Counselling — admin @ 1:59 pm

Christmas can be a very stressful affair. Here at Counselling Connections we try to keep our heads and not get lost in the hysteria. December the 8th was the traditional shopping day for many, as people travelled to the capital in search of a festive atmosphere and presents for loved ones. And as we sat down to our weekly meeting someone made an off the cuff remark which got us all thinking. The talk was of all the work we put into preparing for Christmas at home. There are presents to buy, cards to send, food to be bought and prepared. There are Santa letters to be thought about, written and sent. There’s an amount of cleaning to be done before the decorations go up, not to mention the stress of where one will have Christmas dinner or who to invite. Then someone said ‘I won’t even get to sit down to the Christmas dinner; I feel like Christmas is devouring me’. That got us thinking.

Christmas can be an incredibly stressful time and yet we can get so caught up in it that we do little to prepare for it on an emotional level. All around us marketing messages spread the notion of family togetherness and reconciliation with images of families coming home for Christmas and having a meal around a beautifully laid out table. Wonderful idyllic scenes are conjured up with everyone smiling and snow falling gently outside. We can get caught up in this ideal and may try to aspire to this perfect Christmas. There is pressure to create the Christmas of our dreams and we will almost inevitably be disappointed when it doesn’t work out the way we expected it to. Tuning into how we feel in the run up to Christmas can help us manage our expectations around it. Accepting where we are at emotionally, provides a good basis for getting through.
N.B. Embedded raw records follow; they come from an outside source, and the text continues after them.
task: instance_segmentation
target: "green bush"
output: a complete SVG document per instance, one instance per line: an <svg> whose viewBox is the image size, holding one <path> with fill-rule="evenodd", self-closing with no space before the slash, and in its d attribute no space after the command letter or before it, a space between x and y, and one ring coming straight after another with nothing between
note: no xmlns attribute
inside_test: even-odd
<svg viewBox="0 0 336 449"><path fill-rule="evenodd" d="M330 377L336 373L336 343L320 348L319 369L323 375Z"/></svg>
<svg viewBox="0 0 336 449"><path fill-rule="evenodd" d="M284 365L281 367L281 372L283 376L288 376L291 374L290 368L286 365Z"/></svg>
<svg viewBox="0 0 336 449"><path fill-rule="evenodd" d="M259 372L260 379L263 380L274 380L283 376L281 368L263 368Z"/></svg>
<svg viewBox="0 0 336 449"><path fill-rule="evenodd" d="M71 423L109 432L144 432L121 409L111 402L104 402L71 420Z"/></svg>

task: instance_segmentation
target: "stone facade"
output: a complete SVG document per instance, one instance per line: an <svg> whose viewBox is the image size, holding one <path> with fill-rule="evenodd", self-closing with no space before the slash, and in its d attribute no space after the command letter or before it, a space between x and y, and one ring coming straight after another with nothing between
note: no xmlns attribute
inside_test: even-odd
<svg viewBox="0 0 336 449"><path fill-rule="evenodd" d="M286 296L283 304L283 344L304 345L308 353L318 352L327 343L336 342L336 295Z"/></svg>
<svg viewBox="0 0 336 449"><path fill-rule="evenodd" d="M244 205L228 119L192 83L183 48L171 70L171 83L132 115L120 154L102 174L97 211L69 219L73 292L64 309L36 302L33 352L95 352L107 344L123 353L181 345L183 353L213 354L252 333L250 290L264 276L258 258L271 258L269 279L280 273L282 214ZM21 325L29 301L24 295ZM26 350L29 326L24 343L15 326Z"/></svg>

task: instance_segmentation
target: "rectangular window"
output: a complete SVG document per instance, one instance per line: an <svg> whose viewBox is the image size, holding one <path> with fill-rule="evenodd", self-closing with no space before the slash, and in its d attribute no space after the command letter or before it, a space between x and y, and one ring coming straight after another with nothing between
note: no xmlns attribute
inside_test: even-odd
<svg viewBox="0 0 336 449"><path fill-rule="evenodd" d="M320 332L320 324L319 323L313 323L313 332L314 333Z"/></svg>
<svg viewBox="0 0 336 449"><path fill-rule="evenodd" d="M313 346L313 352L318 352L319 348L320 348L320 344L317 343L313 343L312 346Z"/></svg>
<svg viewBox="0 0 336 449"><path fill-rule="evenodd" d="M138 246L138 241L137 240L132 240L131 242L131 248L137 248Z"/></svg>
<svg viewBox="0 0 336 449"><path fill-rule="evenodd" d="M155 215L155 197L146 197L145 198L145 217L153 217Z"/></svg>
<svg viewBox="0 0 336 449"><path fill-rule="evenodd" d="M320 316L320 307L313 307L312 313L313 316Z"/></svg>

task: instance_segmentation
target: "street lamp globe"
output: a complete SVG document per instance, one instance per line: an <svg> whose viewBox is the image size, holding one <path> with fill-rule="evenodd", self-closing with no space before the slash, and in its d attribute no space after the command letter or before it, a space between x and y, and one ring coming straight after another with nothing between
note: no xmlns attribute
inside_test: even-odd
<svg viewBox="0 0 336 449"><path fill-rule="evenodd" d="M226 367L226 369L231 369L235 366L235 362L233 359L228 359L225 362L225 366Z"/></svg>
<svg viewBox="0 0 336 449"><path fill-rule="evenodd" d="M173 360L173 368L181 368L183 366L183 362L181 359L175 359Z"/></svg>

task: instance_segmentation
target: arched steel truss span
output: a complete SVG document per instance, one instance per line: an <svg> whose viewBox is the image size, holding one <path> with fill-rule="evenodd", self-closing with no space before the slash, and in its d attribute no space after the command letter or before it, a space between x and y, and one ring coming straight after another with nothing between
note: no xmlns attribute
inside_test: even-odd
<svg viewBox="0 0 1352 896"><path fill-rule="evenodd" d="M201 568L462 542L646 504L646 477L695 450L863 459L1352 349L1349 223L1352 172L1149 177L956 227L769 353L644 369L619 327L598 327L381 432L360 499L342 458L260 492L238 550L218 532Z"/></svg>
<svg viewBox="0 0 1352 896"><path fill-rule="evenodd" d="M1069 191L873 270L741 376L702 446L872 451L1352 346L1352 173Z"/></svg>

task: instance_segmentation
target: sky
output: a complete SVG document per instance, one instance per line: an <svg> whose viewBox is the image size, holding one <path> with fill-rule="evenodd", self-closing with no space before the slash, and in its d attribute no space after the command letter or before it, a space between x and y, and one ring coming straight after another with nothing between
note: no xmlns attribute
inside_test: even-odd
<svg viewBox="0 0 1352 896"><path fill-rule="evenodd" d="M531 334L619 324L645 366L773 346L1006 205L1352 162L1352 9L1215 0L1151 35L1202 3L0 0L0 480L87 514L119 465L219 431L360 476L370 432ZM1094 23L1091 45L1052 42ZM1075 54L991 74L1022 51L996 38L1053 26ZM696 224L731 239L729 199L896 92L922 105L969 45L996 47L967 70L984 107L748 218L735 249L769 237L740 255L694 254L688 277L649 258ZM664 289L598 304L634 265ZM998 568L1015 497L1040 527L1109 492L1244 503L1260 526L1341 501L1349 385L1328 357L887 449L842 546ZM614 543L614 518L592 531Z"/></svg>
Our experience of Christmases past will have an effect on us emotionally over this Christmas period. Memories, good and bad will influence how we feel at this time. In order to emotionally prepare, we have to be honest and real with ourselves. This means feeling whatever way we feel and being comfortable with that. It also means removing the pressure in so far as you can and refraining from placing too many demands on yourself. Making emotionally costly efforts to reconcile difficulties in relationships at this time is not always helpful as working through these issues is a process that can’t be rushed. Trying to have everything okay for Christmas day may mean differences don’t really get sorted but rather are swept under the carpet only to resurrect in the future. And families report huge stress in being cooped up together over the holiday period.

Those who have lost a loved one may feel their absence more over the Christmas season. This is particularly the case if the grief is still raw due to a recent bereavement or if it is the type that resurfaces because we have not yet come to terms with the loss. There isn’t a right or wrong way to feel, it is a personal experience. Nor is there a pre determined length of time that dealing with loss should take. Being aware of what is going on for you can help one to feel more grounded and therefore more able to deal with difficult situations.

Reflecting on these matters at this time helped us hereto put the stress of the preparations into perspective. It’s good to have friends and family around us when we can. And it is sad to think of those who we miss. How the Christmas season is spent has become prescriptive and while traditions can be comforting, it may be time to change the script so that it becomes a time for rest and repair, for resourcing oneself in order to face the challenges of the New Year. It is easier said than done and we hope that managing our mental health through the month will help us all through the holiday feeling renewed rather than exhausted.

Counselling Connections Dundalk. December 8th 2011.